Tuesday, December 11, 2018

Rewriting Life

The speaker referred to "strategies for protection from painful memories." He said many of us, unable to face the reality of horrible childhoods, unconsciously rewrote our family history and called that period of life by many terms, such as happy, conventional, nearly perfect.

Yes, I thought, I was one of them. In seminary, we had to take courses in pastoral counseling. In a personal interview, the lead professor asked me about my childhood.

"My mother was warm and accepting; my dad was quiet. I had a conventional, happy childhood." I said more than that—and thought I was telling the truth.

Years later, I was showering and realized I had not seen my family the way they truly were. "My mother was hard-hearted and unloving!" I yelled at my wife. "My dad was mean and brutal!"

Shirley hugged me and said, "Several times I heard you talk to others about your warm, loving family. I thought your mother was one of the coldest individuals I've ever met."

That opened me up. I had deceived myself (or I could call it lived in denial) and used words like conventional or happy to express my childhood. From that day onward, I began to accept my real family history. A year later, I could admit that I had been physically, verbally, and sexual assaulted as a child and that neither of my parents expressed affection.

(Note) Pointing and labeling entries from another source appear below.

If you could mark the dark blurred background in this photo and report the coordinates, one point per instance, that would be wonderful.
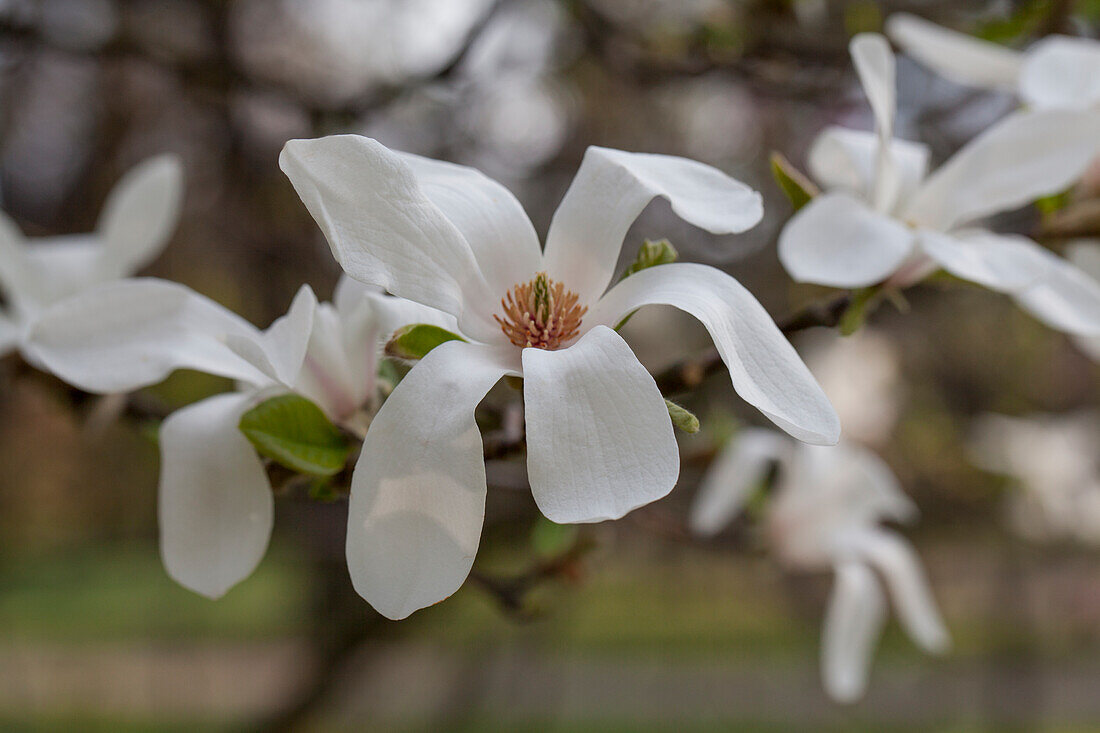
(650, 630)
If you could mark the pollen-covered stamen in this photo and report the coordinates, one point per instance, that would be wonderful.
(540, 314)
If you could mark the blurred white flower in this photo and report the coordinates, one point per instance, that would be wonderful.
(216, 502)
(1058, 72)
(861, 376)
(880, 219)
(826, 513)
(135, 223)
(600, 440)
(1054, 460)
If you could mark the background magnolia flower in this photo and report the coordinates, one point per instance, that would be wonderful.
(1054, 461)
(826, 513)
(600, 440)
(134, 226)
(881, 219)
(1059, 72)
(216, 504)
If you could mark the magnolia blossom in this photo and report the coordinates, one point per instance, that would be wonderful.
(134, 226)
(600, 440)
(216, 502)
(1059, 72)
(880, 219)
(1054, 460)
(826, 513)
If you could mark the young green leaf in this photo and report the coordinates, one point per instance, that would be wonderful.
(682, 417)
(293, 431)
(414, 341)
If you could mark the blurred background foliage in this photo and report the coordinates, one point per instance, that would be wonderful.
(650, 630)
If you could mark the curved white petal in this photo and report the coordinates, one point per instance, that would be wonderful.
(611, 189)
(1022, 157)
(418, 492)
(216, 504)
(853, 623)
(130, 334)
(733, 476)
(765, 369)
(1067, 299)
(957, 56)
(845, 159)
(600, 440)
(384, 230)
(1060, 72)
(490, 218)
(140, 215)
(1005, 263)
(899, 566)
(838, 240)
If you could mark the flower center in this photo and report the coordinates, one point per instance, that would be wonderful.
(540, 314)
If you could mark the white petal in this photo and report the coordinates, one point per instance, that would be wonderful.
(1067, 299)
(130, 334)
(608, 193)
(418, 492)
(957, 56)
(384, 230)
(600, 440)
(765, 369)
(140, 215)
(490, 218)
(1001, 262)
(733, 476)
(845, 159)
(838, 240)
(216, 503)
(1062, 73)
(1024, 156)
(893, 557)
(853, 623)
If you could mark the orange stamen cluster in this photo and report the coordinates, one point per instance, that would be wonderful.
(540, 314)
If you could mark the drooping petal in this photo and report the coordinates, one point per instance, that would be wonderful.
(845, 159)
(384, 230)
(899, 566)
(418, 492)
(140, 215)
(216, 503)
(957, 56)
(1005, 263)
(733, 476)
(1067, 299)
(490, 218)
(130, 334)
(765, 369)
(838, 240)
(853, 623)
(1023, 157)
(1060, 72)
(600, 441)
(608, 193)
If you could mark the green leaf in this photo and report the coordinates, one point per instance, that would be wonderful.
(682, 417)
(651, 254)
(293, 431)
(794, 184)
(550, 539)
(416, 340)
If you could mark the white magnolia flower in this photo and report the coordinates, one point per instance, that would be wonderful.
(600, 440)
(135, 223)
(1054, 460)
(216, 501)
(1059, 72)
(826, 513)
(881, 219)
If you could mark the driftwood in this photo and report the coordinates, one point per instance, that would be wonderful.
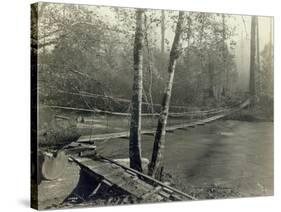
(52, 165)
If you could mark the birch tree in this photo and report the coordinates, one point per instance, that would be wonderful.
(135, 126)
(159, 140)
(252, 86)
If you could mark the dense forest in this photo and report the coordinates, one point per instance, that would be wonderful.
(87, 51)
(132, 75)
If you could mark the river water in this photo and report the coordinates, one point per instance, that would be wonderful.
(233, 154)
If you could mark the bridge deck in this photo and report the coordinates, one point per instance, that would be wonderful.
(126, 134)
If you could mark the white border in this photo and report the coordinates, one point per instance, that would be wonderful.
(14, 87)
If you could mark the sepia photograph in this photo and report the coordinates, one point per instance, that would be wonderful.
(134, 105)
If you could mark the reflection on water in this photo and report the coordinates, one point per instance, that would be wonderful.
(229, 153)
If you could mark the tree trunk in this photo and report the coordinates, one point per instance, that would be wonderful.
(258, 77)
(162, 31)
(150, 66)
(225, 69)
(159, 140)
(135, 127)
(252, 87)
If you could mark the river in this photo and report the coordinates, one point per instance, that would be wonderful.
(233, 154)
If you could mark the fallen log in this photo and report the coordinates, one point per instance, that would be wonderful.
(52, 165)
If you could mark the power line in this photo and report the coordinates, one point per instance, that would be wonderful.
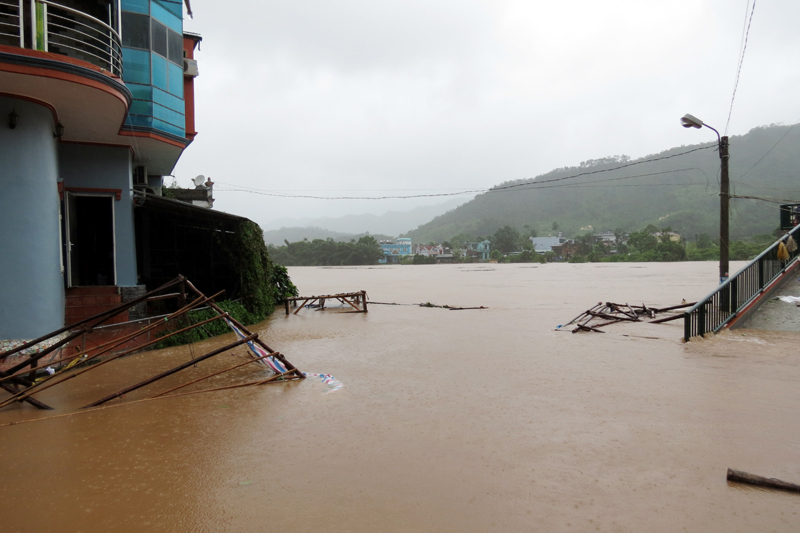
(312, 197)
(533, 183)
(536, 182)
(768, 151)
(739, 69)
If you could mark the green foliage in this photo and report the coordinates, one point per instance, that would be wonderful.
(212, 329)
(505, 239)
(422, 260)
(263, 284)
(328, 252)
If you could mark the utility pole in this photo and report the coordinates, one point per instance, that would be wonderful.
(724, 199)
(689, 121)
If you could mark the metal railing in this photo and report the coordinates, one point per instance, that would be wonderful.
(76, 34)
(61, 30)
(714, 311)
(12, 29)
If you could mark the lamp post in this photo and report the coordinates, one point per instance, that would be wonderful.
(688, 121)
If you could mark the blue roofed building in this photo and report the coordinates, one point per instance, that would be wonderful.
(393, 252)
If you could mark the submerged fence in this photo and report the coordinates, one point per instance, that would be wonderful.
(714, 311)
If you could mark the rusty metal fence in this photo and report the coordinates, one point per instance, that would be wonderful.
(717, 309)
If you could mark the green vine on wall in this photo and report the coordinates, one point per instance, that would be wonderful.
(263, 285)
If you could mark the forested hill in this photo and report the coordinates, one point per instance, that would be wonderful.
(678, 188)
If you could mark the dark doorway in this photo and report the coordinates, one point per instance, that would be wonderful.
(90, 240)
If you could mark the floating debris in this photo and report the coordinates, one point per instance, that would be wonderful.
(607, 313)
(356, 300)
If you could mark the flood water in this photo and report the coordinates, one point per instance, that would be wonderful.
(472, 420)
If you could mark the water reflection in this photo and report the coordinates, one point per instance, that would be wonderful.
(449, 420)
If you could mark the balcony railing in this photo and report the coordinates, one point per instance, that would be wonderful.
(61, 30)
(714, 311)
(11, 27)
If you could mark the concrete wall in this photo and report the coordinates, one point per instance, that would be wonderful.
(106, 167)
(31, 283)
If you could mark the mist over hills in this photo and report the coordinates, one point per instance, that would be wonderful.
(278, 237)
(391, 223)
(677, 188)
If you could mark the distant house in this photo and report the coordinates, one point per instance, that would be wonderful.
(674, 237)
(393, 251)
(477, 250)
(543, 245)
(606, 236)
(428, 250)
(566, 249)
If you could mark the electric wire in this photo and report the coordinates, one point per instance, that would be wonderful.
(768, 152)
(739, 68)
(533, 184)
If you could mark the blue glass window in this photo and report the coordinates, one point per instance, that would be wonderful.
(136, 65)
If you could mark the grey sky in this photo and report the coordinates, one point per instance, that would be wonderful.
(367, 97)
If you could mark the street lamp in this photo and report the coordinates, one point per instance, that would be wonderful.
(688, 121)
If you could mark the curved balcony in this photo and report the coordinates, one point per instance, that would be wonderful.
(61, 29)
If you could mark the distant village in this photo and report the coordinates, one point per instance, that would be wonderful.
(402, 250)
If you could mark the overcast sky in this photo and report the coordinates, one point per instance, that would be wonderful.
(378, 98)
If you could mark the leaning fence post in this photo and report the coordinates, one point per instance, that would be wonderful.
(701, 320)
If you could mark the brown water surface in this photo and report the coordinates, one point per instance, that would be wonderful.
(475, 420)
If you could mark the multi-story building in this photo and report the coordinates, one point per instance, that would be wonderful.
(394, 251)
(96, 102)
(428, 250)
(477, 250)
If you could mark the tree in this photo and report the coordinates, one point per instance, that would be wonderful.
(505, 239)
(704, 241)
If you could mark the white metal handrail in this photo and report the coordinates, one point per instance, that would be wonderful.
(76, 34)
(11, 21)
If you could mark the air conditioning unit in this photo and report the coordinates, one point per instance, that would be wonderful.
(190, 68)
(140, 175)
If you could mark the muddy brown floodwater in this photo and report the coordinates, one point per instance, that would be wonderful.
(482, 420)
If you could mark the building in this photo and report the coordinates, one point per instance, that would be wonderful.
(96, 106)
(394, 251)
(428, 250)
(477, 250)
(543, 245)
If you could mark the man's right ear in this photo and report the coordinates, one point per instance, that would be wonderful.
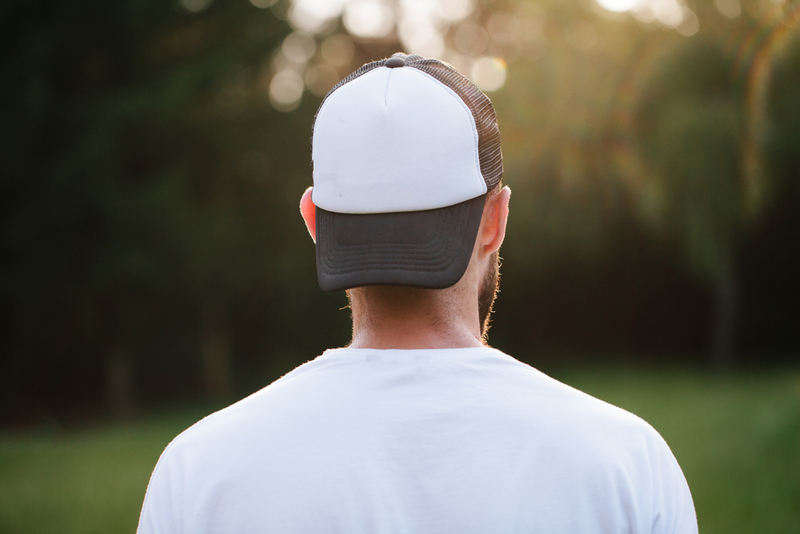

God, help me not to rewrite my childhood history.
Instead, help me to accept the real one.

* * * * *

This post is excerpted from Cec's book More Than Surviving: Courageous Meditations for Men Hurting from Childhood Abuse (Kregel, 2018).

1 comment:

Roger Mann said...

Oh man, I did that for years. I convinced myself I had a great childhood and told anyone who asked. As time went on, like you my wife would ask me about my dad and mom and there was a nagging itch in the back of my mind that was uncomfortable with trying to explain what she saw with what I remembered.

Reality has a way of refusing to stay hidden forever. Eventually the dam of denial breaks from the strain and it all comes flooding out, usually in tears. I too had to finally accept the reality of the family I really had and begin to deal with the issues I had refused to look at in my behavior and character all those years from my "happy childhood".

There is much rewriting that I have been doing over the last 10 years or so. I need more paper!